The Newark Museum of Art was established in 1909, now the state’s largest, housed in a dramatic structure that is a photo op in and of itself, with wonderful arch formed details on the front of the building. Your Digital Photo Academy instructor will advise you on various approaches to capture this structure, ranging from an acute angle/worm’s eye view featuring the edge of the roof as it slices into cloud formations of the sky above or a straight on shot, accessorized by adjacent landscaping, bushes, objects, outdoor stairs, bordering buildings and even individuals set to convey a scale of human presence.
The some spots the interior space is bathed in natural light to allow instruction of capturing window adjacent images that render sweet light streaming in to enhance the beauty of statues, paintings, antiquities, and people as well. You will practice composition techniques such as the Rule of Thirds to add drama to a portrait of a visitor admiring a display, shot to create a balance between the individual, (s) and the sculptures, murals, paintings, photographs and glass displays.
Other composition strategies, such as layering, symmetry and leading lines can transform the chaos of a room, filled with a dizzying abundance of disparate items into a photo laid out in an orderly fashion charming the viewer into a visual game, eye hopping from one piece to the next, in and all around within the frame of the image.

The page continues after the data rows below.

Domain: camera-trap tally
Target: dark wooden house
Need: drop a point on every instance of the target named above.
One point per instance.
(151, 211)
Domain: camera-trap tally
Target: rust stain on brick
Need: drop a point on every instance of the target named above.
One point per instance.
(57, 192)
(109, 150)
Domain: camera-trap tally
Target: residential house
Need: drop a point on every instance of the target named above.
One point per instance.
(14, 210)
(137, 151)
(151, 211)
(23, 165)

There is also the opportunity to develop photographic approaches, which accommodate challenging, ambient lighting conditions to a found in a variety of colors of walls, design flourishes and graphic patterns of the collection of galleries and hallway floorings. These photo lessons will take place while you are enjoying the impressive collections of American art, decorative arts, contemporary art, as well as works from Asia, Africa, the Americas, and the ancient world.

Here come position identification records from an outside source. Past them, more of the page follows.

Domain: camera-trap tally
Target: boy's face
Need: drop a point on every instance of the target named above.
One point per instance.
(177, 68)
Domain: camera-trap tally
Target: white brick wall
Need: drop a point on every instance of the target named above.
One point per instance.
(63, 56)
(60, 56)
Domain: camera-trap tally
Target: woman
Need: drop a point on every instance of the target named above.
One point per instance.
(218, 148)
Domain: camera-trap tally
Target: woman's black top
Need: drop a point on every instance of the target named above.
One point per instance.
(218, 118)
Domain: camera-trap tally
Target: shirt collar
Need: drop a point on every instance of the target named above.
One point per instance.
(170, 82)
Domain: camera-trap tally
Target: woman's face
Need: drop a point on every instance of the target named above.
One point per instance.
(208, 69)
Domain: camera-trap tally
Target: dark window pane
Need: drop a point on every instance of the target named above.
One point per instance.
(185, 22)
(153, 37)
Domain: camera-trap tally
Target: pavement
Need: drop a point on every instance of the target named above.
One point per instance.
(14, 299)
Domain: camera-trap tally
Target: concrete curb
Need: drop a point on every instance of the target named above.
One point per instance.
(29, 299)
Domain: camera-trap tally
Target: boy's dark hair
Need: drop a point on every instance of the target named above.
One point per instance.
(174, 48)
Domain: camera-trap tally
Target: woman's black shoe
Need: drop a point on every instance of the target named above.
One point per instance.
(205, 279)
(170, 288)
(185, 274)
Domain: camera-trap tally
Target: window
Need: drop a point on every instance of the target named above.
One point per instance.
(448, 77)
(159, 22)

You will be taking photographs of the 110-year-old museum’s most significant holdings, a collection of Tibetan art, recognized as one of the most significant in the Western Hemisphere, plus its collection of American art from the colonial era, the 19th century Hudson River School of painting as well as more modern pieces by Edward Hopper, Georgia O’Keeffe and others. There are photographic layouts to best capture any collection mounted on the walls, hanging from the ceiling and on display in the interior space of the room. Your instructor will help you integrate all of the room’s content into a singular image and get a sense of what the curator’s thinking might have been which resulted in how the room is put together.